Le collectif, qui agit en non-mixité choisie, n’accueille pas que des habitués de l’action en son sein. Pour beaucoup, c’est leur première action militante sur le terrain : « On retrouve des gens prêts à militer alors qu’ils et elles n’avaient jamais milité avant », raconte Victor.
Lors des collages, des passants curieux les questionnent et les membres du collectif n’hésitent pas à les informer sur le but de leurs actions. Cependant, les gens ne sont pas toujours aussi cléments et certains passants se montrent moins amicaux, « mais on évite le conflit », explique Victor.
D’ailleurs, les collages disparaissent souvent aussi vite qu’ils sont apparus, arrachés ou déchirés. Est-ce alors une solution viable pour donner de la visibilité à ces femmes assassinées ? Le collectif estime que son action isolée n’est pas suffisante pour faire progresser la cause, mais il s’inclut dans un mouvement social qui a pour but de faire changer les choses. Leur but, le collectif l’affirme, est de déranger pour rendre visible : « Si vous déchirez c’est que vous vous sentez responsables. »
Léa Lemaire
Les collages nocturnes : Comment ça se passe ?
© Gabin Grulet
ZOOM : Que fait l’Etat ?
Dénoncer par le biais du collage n’est pas sans risque. En effet, comme rappelé précédemment, c’est aussi et surtout un acte de désobéissance civile. Mais alors, que se passe-t-il du côté de la loi ? Bien que les collages mettent en lumière toutes les violences sexistes et sexuelles, nous nous penchons ici sur le cas des violences conjugales. On vous explique, en quelques points, les mesures prises par le gouvernement et afin de lutter contre ce fléau.
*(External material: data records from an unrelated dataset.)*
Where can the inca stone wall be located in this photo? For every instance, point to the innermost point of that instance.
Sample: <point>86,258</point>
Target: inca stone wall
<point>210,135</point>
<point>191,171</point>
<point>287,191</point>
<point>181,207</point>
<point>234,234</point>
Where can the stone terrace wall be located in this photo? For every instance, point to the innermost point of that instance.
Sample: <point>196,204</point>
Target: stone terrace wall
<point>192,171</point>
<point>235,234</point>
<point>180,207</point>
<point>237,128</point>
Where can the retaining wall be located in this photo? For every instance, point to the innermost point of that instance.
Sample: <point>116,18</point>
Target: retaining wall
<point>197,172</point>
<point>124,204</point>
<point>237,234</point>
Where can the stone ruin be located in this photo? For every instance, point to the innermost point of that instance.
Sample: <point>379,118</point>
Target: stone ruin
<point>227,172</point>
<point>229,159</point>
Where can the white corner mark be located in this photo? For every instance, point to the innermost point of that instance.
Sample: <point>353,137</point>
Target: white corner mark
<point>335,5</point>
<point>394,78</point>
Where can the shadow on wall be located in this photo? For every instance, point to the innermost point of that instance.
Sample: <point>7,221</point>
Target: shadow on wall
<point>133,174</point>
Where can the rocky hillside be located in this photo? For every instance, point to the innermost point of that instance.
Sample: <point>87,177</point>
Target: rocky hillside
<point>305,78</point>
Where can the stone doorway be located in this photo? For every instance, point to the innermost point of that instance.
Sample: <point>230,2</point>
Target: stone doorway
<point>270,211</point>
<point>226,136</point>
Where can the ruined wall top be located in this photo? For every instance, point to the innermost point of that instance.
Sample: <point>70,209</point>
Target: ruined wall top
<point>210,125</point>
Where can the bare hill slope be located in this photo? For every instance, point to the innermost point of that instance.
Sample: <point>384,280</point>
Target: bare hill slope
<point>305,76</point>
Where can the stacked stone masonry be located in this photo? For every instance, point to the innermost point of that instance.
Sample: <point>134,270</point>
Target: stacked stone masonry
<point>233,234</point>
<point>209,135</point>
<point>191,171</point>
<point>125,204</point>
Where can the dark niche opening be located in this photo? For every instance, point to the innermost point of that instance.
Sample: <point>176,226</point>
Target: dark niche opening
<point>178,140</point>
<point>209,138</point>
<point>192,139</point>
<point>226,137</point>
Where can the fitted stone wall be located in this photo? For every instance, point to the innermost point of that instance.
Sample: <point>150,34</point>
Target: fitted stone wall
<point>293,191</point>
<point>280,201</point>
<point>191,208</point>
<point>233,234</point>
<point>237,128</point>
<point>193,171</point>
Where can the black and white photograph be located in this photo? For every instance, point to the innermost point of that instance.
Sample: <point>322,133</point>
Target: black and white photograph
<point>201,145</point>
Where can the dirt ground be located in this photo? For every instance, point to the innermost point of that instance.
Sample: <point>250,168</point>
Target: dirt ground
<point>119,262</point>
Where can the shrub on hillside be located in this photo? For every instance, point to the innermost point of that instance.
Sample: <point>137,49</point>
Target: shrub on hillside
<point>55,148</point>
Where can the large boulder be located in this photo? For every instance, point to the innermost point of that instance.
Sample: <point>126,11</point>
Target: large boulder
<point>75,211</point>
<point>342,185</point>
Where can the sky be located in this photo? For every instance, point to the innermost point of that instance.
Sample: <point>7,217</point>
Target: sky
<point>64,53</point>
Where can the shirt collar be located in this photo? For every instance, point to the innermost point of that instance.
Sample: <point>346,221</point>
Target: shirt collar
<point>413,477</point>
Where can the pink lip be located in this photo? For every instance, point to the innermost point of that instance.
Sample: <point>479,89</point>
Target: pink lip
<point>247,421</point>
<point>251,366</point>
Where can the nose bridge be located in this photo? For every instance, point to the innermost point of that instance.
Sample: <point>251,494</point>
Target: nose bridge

C’est en réaction aux féminicides, de plus en plus nombreux chaque année (entre 122 et 149, selon les sources) qu’un « Grenelle des violences » s’est tenu du 3 septembre au 25 novembre 2019. Parmi les mesures annoncées par Edouard Philippe après cette grande concertation, on peut retenir :
- L’éducation des élèves et des enseignants à la non-violence et à l’égalité entre filles et garçons, appuyée par des ateliers de prévention et de sensibilisation obligatoires.
- La libération de la parole des victimes. Notamment par le biais du 3919, un numéro gratuit d’appel d’urgence à l’écoute 24/24 et 7/7.
- Une meilleure formation des gendarmes et policiers à accueillir les victimes de violences.
Question budget, le gouvernement prévoit d’allouer 361 millions d’euros aux violences faites aux femmes, sur les 530 millions consacrés à l’égalité hommes femmes.